I believe in taking the necessary time now to teach the horse correctly from the start, rather than pushing a horse through a lesson and ending up with more problems down the road. I "read" the horse's body language to determine how quickly I can progress with that particular animal. Some can move along quicker; others need more time. TIME and CONSISTENCY are what make a good horse.
Horses don't learn what we want from the pressure that we apply. They learn what to do when we release the pressure. For instance, if I ask my horse to back up and he just stands there and I quit asking, I have just taught him to stand still instead of back. I need to keep asking, and if necessary, keep increasing pressure until he backs. Then I release all pressure and the horse is rewarded by the absence of the pressure.
When I apply pressure, I do so in phases. I start with the smallest amount of pressure possible and then increase it (usually in counts of 4) until the horse responds appropriately. Eventually the horse will start to respond correctly with very little pressure.
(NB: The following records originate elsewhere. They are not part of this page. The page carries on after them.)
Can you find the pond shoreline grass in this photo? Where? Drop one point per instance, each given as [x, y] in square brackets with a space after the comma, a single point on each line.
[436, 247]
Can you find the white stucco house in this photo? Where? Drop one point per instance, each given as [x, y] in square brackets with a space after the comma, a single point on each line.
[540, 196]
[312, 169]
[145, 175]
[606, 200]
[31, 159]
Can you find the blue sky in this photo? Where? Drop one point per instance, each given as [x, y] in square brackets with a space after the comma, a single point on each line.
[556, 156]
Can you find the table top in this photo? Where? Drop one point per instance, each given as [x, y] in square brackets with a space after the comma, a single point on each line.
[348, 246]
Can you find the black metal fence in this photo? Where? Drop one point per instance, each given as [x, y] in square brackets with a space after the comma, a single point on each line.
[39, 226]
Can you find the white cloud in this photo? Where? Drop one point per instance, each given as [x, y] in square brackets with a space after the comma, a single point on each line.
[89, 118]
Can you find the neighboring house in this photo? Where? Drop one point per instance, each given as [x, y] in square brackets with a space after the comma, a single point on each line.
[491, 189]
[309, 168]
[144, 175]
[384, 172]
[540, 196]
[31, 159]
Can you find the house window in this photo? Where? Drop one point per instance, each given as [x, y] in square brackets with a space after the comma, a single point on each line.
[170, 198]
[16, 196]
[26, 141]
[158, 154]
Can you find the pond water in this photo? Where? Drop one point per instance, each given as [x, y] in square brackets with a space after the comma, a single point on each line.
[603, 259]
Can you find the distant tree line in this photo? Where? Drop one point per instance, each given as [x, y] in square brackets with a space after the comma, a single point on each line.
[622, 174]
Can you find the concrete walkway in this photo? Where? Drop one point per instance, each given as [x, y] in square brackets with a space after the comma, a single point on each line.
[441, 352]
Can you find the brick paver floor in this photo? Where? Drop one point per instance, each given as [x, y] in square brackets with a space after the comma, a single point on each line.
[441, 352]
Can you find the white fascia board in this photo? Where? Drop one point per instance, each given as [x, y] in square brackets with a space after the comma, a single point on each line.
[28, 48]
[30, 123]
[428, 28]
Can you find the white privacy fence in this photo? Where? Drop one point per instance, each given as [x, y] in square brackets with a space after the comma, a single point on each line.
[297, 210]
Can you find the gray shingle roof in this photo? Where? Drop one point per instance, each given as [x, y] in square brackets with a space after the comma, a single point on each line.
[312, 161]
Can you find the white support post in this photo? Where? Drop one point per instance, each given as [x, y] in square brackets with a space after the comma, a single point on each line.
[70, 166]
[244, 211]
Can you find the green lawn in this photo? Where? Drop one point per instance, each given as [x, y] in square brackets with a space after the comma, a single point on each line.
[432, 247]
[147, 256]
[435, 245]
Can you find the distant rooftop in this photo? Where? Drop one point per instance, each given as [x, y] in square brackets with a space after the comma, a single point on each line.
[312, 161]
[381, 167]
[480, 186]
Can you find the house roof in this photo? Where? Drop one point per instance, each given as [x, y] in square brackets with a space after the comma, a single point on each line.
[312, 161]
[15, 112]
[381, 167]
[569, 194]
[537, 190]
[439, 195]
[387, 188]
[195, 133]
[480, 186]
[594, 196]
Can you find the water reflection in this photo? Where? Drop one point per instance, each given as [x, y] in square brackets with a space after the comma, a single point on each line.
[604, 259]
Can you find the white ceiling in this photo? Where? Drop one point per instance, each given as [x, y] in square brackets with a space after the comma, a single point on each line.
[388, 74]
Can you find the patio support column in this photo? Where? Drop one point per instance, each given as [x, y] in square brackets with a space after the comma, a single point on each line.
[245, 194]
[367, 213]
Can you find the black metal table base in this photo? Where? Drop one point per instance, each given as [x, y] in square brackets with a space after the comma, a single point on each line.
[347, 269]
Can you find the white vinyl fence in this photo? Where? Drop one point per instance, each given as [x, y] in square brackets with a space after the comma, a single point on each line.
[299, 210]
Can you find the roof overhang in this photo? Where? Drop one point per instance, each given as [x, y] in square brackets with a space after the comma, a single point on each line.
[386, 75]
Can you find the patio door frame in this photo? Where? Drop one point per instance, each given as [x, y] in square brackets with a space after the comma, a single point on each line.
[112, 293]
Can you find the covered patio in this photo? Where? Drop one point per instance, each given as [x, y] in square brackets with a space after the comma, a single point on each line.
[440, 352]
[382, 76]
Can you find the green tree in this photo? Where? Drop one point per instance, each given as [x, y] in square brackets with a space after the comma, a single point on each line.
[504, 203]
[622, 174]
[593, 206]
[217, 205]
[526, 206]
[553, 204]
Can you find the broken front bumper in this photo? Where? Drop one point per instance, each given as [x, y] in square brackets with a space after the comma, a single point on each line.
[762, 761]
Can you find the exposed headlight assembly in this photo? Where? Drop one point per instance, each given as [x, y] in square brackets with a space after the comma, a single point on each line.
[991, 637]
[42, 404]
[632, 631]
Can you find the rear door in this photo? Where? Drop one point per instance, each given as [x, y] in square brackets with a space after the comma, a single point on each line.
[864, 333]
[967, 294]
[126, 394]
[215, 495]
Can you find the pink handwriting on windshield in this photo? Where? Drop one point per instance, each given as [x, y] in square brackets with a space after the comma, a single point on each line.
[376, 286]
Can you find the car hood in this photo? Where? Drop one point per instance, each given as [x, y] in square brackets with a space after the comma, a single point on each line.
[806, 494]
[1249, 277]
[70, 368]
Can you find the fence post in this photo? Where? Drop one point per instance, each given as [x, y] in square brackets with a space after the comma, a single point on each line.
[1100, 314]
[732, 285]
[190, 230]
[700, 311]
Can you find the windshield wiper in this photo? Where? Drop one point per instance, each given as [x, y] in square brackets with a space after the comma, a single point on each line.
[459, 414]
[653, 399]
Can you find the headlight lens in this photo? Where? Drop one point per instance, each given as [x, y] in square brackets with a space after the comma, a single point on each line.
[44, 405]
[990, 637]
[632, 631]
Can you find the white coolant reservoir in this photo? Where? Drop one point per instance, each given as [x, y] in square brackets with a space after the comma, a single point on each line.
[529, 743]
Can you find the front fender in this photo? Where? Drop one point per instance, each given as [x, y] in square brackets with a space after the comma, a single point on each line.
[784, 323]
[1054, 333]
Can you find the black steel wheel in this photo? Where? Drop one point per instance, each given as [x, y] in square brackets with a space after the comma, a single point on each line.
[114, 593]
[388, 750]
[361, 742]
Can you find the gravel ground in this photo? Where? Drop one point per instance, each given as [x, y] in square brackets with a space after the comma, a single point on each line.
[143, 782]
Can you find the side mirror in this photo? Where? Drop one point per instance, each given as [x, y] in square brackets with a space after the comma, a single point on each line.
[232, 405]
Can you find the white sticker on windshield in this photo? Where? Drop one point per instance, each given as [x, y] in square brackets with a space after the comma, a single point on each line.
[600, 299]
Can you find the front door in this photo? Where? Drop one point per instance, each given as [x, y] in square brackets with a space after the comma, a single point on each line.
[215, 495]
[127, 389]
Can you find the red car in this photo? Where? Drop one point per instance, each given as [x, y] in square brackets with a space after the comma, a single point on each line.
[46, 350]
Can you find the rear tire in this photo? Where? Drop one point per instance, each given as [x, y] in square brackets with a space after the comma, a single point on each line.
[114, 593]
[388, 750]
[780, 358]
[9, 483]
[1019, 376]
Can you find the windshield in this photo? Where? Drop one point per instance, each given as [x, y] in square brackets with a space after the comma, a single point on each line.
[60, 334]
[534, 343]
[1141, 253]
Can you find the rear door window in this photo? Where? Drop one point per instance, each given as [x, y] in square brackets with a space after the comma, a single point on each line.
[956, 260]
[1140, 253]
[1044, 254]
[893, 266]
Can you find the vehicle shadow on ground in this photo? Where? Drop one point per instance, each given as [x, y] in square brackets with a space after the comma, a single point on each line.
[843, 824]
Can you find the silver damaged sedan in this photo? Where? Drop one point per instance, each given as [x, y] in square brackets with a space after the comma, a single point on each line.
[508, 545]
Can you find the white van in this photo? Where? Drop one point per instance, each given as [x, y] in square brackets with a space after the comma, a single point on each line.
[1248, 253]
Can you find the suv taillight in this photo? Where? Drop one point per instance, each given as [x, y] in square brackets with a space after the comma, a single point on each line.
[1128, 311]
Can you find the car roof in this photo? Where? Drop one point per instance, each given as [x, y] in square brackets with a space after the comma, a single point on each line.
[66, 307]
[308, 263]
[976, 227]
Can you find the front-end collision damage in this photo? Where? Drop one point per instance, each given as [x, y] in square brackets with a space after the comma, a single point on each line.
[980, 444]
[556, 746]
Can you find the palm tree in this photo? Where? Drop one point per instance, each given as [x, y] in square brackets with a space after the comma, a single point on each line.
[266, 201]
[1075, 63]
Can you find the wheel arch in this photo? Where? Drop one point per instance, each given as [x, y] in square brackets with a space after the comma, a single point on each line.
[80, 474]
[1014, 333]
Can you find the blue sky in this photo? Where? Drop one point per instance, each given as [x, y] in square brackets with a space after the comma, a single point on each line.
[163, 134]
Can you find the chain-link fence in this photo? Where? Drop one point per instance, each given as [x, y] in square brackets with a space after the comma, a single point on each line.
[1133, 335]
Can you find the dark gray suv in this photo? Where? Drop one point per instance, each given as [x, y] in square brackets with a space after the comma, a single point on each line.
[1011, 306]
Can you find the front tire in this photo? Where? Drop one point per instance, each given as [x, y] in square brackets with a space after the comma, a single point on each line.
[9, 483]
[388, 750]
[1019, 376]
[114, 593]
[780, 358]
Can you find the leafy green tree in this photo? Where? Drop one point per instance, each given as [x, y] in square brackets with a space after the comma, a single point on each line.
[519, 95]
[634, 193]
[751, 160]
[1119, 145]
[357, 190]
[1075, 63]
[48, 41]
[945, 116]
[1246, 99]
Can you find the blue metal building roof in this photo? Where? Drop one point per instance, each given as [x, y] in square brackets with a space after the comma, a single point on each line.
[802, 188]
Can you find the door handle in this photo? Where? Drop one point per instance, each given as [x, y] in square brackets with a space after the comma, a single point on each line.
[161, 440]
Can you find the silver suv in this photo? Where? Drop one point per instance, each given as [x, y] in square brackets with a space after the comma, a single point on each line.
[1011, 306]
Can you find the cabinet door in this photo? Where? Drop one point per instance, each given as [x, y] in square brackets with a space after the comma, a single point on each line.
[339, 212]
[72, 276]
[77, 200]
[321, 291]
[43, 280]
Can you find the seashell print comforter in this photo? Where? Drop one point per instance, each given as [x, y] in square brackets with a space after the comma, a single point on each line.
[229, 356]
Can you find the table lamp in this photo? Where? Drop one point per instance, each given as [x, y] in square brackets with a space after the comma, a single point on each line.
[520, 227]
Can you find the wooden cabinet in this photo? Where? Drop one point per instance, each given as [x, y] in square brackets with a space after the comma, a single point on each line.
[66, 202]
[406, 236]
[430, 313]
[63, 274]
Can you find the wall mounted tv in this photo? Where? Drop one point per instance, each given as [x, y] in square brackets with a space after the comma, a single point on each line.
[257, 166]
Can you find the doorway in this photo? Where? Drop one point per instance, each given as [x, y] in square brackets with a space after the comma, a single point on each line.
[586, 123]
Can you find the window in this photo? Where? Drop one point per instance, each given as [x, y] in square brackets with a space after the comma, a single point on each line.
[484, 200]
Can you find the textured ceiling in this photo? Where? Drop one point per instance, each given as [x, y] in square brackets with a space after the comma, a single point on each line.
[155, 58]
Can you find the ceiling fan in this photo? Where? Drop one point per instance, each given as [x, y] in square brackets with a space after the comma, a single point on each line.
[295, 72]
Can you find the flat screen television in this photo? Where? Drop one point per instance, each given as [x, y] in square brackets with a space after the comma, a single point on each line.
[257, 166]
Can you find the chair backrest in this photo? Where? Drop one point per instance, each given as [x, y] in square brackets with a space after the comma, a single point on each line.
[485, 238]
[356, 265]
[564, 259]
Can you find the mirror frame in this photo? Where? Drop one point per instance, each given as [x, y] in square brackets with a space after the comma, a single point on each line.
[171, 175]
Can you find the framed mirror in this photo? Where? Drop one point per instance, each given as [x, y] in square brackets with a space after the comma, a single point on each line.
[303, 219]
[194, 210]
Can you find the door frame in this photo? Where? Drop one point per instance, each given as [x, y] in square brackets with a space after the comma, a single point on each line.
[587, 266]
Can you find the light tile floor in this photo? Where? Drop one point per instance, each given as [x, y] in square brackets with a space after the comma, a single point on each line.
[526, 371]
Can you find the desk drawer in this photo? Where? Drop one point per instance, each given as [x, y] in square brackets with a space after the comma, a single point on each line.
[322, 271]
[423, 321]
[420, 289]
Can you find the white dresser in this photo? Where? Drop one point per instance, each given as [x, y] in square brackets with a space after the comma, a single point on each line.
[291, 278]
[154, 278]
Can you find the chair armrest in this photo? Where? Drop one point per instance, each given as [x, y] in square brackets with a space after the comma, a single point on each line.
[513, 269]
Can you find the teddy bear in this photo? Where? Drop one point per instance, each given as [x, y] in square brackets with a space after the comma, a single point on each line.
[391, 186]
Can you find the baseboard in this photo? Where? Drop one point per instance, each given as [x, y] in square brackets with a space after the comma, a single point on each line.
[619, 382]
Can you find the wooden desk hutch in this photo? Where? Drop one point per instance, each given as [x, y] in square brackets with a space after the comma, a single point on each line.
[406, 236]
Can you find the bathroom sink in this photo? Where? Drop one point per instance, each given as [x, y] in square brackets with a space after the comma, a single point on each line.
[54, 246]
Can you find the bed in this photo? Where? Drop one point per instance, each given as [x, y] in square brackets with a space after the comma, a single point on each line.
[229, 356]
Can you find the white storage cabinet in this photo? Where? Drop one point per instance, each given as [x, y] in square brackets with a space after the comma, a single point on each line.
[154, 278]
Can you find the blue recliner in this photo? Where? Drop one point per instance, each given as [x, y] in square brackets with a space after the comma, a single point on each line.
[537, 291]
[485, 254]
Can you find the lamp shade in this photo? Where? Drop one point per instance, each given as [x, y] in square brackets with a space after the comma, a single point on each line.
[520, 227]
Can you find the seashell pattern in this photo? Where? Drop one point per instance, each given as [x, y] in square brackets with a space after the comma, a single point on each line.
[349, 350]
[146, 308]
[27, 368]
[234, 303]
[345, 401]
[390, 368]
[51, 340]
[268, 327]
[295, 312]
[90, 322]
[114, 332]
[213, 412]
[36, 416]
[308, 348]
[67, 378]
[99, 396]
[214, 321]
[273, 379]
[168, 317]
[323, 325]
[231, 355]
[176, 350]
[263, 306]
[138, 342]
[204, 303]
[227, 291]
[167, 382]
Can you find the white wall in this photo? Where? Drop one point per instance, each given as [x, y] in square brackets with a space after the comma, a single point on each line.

I teach my horses systematically, each lesson building upon the last. This helps to increase the horse's trust in me, so that they are more willing to try for me when faced with something challenging. I want my horses to think about things, rather than just react to them.
I work each horse on both sides so that you have a balanced, respectful mount. Horses need long rides, wet saddle blankets, and concentrated training in equal doses. I strive to be very clear in what I am asking to make training easier for the horse to understand.
Owners are welcome and encouraged to come by and check on the progress of their horse. I strive to work each horse 5-6 days/week until we reach the full 30, 60, or 90-day training cycle. I not only train the horse, but will train the owner on how to do the exercises I have taught the horse. I will also provide suggestions on what to continue to work on once the horse goes home.